The importance of routines

April 14, 2010

Before having kids, I was never a big fan of “routines”. I was more a fan of spontaneity. Becoming a parent changed all that. I immediately saw how important routines are for my family, as well as for myself. While I still remain flexible, we definitely have daily, weekly and even annual family routines. This has become even more important while living abroad.

When moving to new places, it has been critical to establish routines in order for the family to feel settled. However it is very overwhelming at first because everything is new and different – for all of us. Everyone’s routines are getting reshuffled, at the same time, across all aspects of our lives. Where do we shop for groceries? How do we get to school or work? What after-school activities are available for each child? Where can we workout or play sports? How much homework does each child get and when is it due? Where is the dry cleaner? Where do we get our hair cut? Where do we find health care providers? Throw on top of it operating in a new language and daily life is suddenly quite chaotic and challenging!!!

The good news is that after 3 months, we are establishing new daily and weekly routines. The kids know what to expect at school and are even buddies to newer arrivals! Amazingly while still “new”, they are no longer the “newest” kids in their classes. They have selected new after-school activities along with some old favorites. I am settling into a routine as well, though it has taken longer than I would like. We can get through regular household routines easier and daily life is not as overwhelming. We know which store has the best fruit, and which one carries the kids’ favorite cereal. We know where everyone can get a haircut. That being said, the routines are not completely settled yet, but we are getting there. This phase took much longer when we moved to Lima; perhaps there is a learning curve after moving multiple times!!

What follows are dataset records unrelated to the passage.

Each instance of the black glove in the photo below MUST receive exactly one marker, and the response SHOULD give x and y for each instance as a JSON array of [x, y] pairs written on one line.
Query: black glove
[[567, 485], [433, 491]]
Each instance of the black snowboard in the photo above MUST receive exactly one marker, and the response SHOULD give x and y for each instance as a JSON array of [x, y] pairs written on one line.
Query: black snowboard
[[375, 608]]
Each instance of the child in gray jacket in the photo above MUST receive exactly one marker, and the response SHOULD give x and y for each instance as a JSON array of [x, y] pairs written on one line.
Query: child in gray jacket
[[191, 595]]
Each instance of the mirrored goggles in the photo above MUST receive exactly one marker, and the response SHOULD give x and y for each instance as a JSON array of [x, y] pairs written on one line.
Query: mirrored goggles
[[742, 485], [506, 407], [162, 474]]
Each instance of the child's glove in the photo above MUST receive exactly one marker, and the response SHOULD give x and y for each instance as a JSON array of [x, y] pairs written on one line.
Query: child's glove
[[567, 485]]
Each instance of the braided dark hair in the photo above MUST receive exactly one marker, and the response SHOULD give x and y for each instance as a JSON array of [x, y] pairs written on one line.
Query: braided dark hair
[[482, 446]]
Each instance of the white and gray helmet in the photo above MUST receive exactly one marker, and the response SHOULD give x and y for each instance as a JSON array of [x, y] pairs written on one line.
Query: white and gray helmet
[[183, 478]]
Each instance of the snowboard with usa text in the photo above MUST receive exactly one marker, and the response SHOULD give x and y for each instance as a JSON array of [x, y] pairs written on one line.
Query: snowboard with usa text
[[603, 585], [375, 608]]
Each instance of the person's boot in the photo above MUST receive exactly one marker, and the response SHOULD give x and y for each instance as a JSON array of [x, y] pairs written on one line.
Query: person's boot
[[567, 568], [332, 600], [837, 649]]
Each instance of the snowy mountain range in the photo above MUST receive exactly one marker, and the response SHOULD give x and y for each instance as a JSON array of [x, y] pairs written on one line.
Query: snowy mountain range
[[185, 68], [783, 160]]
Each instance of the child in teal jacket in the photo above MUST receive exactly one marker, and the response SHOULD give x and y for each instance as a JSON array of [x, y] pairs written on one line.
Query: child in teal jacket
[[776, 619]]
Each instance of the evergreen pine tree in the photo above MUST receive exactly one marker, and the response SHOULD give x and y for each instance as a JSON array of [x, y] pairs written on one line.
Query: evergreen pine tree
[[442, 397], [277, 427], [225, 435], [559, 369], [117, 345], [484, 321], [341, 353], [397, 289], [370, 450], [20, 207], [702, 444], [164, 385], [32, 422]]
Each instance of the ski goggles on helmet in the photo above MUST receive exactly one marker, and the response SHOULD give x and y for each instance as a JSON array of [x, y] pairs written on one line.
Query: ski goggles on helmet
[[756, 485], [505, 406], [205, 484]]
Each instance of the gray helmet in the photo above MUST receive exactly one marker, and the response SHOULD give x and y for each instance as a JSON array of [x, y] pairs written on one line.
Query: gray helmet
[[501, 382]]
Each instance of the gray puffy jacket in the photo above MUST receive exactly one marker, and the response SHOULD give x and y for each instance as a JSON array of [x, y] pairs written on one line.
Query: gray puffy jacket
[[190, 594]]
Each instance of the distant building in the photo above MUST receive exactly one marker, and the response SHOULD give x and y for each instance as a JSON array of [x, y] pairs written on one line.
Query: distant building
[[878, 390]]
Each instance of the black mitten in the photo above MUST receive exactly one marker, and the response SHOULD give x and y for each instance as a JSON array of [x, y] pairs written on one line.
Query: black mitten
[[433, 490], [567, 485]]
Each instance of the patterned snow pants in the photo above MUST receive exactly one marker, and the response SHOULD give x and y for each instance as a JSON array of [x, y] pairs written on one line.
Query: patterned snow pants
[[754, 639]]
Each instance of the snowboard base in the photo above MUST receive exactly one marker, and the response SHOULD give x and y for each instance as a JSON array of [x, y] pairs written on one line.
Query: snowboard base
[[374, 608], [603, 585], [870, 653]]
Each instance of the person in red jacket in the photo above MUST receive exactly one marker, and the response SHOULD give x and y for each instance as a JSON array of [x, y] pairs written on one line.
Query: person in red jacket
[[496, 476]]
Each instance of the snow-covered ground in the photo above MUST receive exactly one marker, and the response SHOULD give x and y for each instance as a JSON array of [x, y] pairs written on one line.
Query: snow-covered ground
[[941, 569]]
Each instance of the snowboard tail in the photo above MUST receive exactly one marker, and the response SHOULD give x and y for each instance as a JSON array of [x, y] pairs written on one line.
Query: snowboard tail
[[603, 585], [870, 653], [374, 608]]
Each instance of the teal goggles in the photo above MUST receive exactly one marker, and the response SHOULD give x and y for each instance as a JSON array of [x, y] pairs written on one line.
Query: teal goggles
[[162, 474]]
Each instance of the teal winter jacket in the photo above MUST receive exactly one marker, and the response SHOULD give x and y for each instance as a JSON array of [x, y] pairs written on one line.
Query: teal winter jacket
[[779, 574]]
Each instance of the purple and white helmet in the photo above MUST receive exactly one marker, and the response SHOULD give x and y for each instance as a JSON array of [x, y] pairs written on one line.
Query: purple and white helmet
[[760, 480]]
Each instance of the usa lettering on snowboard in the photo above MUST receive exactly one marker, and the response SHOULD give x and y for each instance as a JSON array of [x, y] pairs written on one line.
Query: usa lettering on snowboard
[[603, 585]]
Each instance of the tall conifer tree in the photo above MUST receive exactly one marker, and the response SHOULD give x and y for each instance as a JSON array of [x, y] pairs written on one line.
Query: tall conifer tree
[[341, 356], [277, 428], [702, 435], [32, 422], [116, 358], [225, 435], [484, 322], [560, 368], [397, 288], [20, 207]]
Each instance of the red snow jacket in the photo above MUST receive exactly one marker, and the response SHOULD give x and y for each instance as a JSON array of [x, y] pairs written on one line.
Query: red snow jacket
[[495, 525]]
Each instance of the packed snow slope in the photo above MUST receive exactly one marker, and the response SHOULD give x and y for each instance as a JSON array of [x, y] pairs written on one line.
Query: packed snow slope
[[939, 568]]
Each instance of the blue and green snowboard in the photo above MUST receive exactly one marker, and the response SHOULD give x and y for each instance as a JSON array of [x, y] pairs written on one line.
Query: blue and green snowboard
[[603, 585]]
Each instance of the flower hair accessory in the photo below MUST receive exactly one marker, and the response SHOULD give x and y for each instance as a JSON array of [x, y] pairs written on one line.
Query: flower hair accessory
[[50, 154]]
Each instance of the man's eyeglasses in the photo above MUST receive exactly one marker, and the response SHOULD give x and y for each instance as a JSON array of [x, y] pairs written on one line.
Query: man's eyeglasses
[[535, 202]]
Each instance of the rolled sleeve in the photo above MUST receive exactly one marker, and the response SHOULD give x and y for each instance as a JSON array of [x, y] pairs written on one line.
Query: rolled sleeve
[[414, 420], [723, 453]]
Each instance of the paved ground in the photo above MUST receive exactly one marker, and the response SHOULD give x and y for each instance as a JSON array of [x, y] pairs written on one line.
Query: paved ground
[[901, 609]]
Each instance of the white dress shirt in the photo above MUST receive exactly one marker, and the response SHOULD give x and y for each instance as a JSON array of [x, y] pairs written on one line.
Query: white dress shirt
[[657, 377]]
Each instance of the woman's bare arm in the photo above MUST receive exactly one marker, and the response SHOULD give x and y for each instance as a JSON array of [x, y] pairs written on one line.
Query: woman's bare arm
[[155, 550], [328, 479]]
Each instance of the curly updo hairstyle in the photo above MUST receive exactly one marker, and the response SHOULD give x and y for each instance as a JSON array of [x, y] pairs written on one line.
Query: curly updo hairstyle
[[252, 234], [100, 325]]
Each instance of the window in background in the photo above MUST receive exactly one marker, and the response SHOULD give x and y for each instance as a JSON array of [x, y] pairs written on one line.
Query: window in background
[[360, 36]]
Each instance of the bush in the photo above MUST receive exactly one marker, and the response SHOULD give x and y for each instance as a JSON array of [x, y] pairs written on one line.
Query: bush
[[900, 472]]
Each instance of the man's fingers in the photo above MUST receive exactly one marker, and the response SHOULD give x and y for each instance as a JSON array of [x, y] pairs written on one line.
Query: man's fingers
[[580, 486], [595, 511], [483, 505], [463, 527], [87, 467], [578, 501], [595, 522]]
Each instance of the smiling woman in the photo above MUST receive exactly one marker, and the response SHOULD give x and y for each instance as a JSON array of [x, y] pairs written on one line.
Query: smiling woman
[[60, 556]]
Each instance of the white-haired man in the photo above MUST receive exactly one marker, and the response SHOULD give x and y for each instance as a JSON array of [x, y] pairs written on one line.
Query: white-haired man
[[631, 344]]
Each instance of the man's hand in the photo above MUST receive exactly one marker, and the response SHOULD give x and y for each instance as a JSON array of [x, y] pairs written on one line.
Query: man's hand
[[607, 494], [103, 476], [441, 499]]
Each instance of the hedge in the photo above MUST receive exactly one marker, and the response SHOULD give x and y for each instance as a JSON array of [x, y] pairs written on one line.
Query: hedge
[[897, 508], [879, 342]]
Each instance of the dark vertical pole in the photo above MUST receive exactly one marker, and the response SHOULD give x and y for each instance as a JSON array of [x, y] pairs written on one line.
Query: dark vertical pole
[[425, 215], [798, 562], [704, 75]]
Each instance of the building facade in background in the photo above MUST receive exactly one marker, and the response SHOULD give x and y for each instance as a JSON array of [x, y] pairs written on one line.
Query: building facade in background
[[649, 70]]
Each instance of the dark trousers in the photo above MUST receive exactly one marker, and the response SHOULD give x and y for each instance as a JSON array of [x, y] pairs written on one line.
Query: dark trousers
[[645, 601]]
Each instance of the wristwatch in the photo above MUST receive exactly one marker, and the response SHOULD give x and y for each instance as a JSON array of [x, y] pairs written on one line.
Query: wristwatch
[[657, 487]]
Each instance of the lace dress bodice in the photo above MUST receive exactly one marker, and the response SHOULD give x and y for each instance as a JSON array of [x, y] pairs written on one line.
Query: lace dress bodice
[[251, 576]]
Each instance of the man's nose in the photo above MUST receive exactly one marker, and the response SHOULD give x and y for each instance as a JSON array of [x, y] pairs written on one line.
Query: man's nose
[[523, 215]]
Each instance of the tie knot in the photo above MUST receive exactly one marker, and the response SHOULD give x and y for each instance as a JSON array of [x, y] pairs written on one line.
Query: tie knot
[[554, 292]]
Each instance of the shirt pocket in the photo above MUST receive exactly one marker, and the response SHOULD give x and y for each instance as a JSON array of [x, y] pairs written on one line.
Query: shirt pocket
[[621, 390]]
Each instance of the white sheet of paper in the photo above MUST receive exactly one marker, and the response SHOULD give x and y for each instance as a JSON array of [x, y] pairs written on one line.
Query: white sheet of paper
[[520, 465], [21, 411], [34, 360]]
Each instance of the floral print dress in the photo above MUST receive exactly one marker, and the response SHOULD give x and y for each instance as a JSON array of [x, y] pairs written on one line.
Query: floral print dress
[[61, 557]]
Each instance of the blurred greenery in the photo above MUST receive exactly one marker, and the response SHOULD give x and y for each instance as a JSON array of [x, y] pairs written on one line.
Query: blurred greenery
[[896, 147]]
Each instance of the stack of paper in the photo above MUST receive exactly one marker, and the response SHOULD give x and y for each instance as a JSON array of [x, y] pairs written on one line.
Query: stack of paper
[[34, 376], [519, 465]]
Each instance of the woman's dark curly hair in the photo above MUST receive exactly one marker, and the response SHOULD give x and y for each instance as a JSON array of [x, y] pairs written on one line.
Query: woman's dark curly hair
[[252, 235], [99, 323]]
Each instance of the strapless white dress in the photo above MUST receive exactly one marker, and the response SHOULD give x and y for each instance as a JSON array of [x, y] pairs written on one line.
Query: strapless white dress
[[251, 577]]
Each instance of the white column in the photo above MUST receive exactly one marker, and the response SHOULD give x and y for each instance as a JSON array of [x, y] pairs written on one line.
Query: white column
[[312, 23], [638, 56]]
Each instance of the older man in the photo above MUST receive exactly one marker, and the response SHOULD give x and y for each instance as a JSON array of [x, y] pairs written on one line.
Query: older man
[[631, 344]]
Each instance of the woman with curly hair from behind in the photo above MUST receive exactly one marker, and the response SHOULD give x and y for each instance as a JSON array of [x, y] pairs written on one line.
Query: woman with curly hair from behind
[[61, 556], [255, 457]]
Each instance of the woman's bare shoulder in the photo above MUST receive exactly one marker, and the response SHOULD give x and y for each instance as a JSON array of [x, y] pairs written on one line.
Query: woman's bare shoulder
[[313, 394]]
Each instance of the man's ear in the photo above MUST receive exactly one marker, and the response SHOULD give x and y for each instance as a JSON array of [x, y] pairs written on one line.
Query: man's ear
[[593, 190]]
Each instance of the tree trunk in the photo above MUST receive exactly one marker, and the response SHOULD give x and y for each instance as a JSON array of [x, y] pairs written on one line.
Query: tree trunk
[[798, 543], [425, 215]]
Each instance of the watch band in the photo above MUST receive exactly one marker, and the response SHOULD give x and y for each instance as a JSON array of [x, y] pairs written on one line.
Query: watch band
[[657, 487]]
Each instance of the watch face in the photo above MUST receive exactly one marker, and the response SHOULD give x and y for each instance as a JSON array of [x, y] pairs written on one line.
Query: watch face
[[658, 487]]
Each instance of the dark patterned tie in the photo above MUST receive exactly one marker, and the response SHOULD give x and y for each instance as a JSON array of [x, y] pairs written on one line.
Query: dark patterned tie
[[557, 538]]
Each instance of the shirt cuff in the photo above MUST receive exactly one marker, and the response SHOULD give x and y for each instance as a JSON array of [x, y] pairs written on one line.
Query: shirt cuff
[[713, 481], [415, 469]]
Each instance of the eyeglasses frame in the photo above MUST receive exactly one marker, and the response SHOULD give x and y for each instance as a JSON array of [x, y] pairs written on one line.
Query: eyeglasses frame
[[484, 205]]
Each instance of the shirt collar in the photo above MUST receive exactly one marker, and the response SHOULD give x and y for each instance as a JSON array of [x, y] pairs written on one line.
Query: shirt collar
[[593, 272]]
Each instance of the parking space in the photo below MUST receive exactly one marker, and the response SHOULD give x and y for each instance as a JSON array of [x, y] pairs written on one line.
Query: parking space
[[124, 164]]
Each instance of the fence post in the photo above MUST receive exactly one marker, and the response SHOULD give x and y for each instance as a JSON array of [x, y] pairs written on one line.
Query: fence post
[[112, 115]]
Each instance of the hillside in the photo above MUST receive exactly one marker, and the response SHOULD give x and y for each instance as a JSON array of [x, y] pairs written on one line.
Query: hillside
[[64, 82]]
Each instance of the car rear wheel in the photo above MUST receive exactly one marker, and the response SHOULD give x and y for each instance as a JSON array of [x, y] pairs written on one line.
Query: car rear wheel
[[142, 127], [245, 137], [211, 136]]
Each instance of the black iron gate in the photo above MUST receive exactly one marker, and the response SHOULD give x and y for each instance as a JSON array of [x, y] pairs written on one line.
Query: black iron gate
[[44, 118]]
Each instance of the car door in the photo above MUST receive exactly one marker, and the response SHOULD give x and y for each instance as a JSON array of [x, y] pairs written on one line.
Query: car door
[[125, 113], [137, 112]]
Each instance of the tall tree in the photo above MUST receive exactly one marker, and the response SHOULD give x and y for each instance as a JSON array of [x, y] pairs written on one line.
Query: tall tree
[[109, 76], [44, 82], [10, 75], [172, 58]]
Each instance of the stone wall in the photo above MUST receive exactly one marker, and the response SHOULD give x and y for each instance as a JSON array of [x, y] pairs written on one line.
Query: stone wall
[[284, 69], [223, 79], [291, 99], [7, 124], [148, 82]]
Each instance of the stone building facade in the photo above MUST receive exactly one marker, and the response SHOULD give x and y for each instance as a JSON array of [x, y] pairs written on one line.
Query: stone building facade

No matter how hard we have tried, the routines are never the same from one place to another. In a positive mood, I would say moving is a chance to try new things; in a negative mood, I would say it is a forcing mechanism. For instance, I could not replace my Masters swimming group from California when living in Lima; nor was I willing to ride my bicycle in Lima’s infamous traffic where stop signs are merely recommendations! Therefore I traded one sport for another: triathlons for golf. I am extremely glad I did. While completing triathlons was rewarding, often it was a solitary pursuit. Golf is a more social sport and through it we met many of our close friends in Peru. If we had stuck to our old California routines, we would have missed out on many great memories.

I have also realized that while some aspects of our routines are similar from one place to another, they need to be different. If they are the same, it is too easy to compare “here” with “there”. Continuing on the golf theme, I am the most homesick after playing golf with the local expat league. While I have a great time while playing and everyone is very friendly, it is not the group we grew close to over the last four years. That being said, I will get back out there, because I love the game and it is a great way to meet new people. However, we have realized we cannot replace what we had in Lima and we have found other ways to build a new community of friends here in Shanghai. Luckily there is a strong and very friendly expatriate network so it is not too difficult.

I am relieved that we have established routines in our new environment. While I am still not a fan of rigidity, I can see how everyone seems calmer now that we have a rhythm back in our days. I know that routines keep our family grounded. They are something that we can control when everything else is completely new and different.